Exterminate or Come to Bed?

11/08/2016 13:39 | Updated 11 August 2016

Robots have really come on from when I was a child. When I was growing-up, the closest I got to a robot was on Dr Who. They wheeled about shouting "exterminate". The Daleks were hardly threatening as everyone knew about their inability to climb stairs. Nowadays, robots are little scarier. The latest development is the most disturbing of them all - sex robots. Yes, apparently the future involves us taking a robot to bed, brings a whole new meaning to the question -

"Did I push your buttons?"

However, I find this latest development so disturbing that I will be hitting the off button whilst quite possibly shouting -


There is just something so disturbing and creepy about the fact that we are living in a society that is developing sex robots for men. At some point, they will look into robots for females but it has been admitted that the sex robots market is predominately for men. Hmmm, hardly reassuring. Sex robots means that we are looking at the objectification of women (again) and the idea that sex is just a mechanical act. No love is required when you are sleeping with a robot. None of the leg-work, no compliments needed, no showing of affection, no actual exchange of love. No, from now on all a man will need to do is hit the on button. Who needs intimacy when you can have sex with a machine? Young women already find themselves questioning their appearance; there is already so much pressure to have the perfect body. Where does this pressure come from? The pornography industry and the media. What will happen when they unleash the sex bot onto the male masses? Will every woman be expected to perform on demand? If not, do they face being replaced by a sex bot? Will the female orgasm become a myth again? Will these female bots take our place and will we be banished to the attic as a mad woman? Do we all face becoming Mrs Rochester from Jane Eyre? The creation of the sex bot is taking us back to the Victorian ages. A time where women were considered property of their husbands. This is no laughing matter.

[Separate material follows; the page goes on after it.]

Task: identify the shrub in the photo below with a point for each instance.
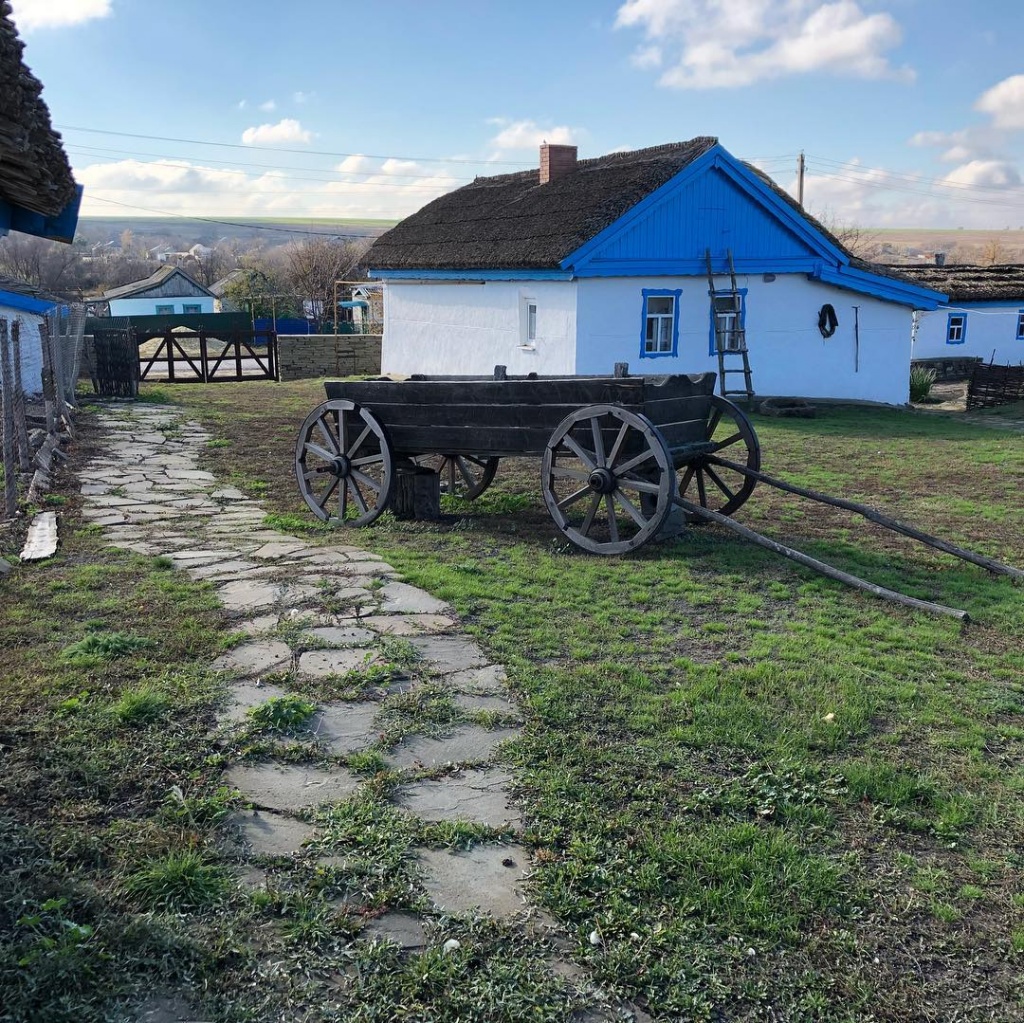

What does this say about our society and women's place in it? It raises many disturbing issues and questions. We already live in a society where women are still sexually objectified and the creation of the sex bot is hardly going to help matters. Also, what does it say about the men who would be willing to sleep with a robot? Perhaps we should be grateful that they will be sleeping with a robot and, therefore, not adding to the gene pool. What does this say about the future of the human race? Cultural analyst Sherry Turkle has warned that we're rapidly approaching a point where:

"We may actually prefer the kinship of machines to relationships with real people and animals."

Will people want to snuggle synthetics instead of flesh? People have cited the robots as being the solution to people's loneliness. Is it? Or is it that technology might have led to this loneliness in the first place. How will having sex with a robot cure this loneliness? Will the robot be able to listen? Maybe. Will the robot be able to offer companionship? Maybe. Will the robot be able to understand, emphasise and offer support? No. A robot cannot and, should not, replace human interaction. A robot will not offer a human connection. We all need human connections because we are just that - HUMAN.

The sex bot is in danger of destroying any hope of equality. In the shape of a robot the woman is being presented as the passive one - AGAIN. The one who isn't entitled to enjoy sex. The one who isn't entitled to an orgasm. I am stunned that people believe there is a need for the female sex bot. That men will want to sleep with a robot. What does this say about the perception of a man? It is insulting not just to women but also men. It is insulting to the whole human race. What makes us human is our capacity to feel emotions, including the ability to laugh, to feel joy, to feel hope and to love. All things a robot cannot do.

However, like it or not, the sex bots are coming. Will you be switching the off button?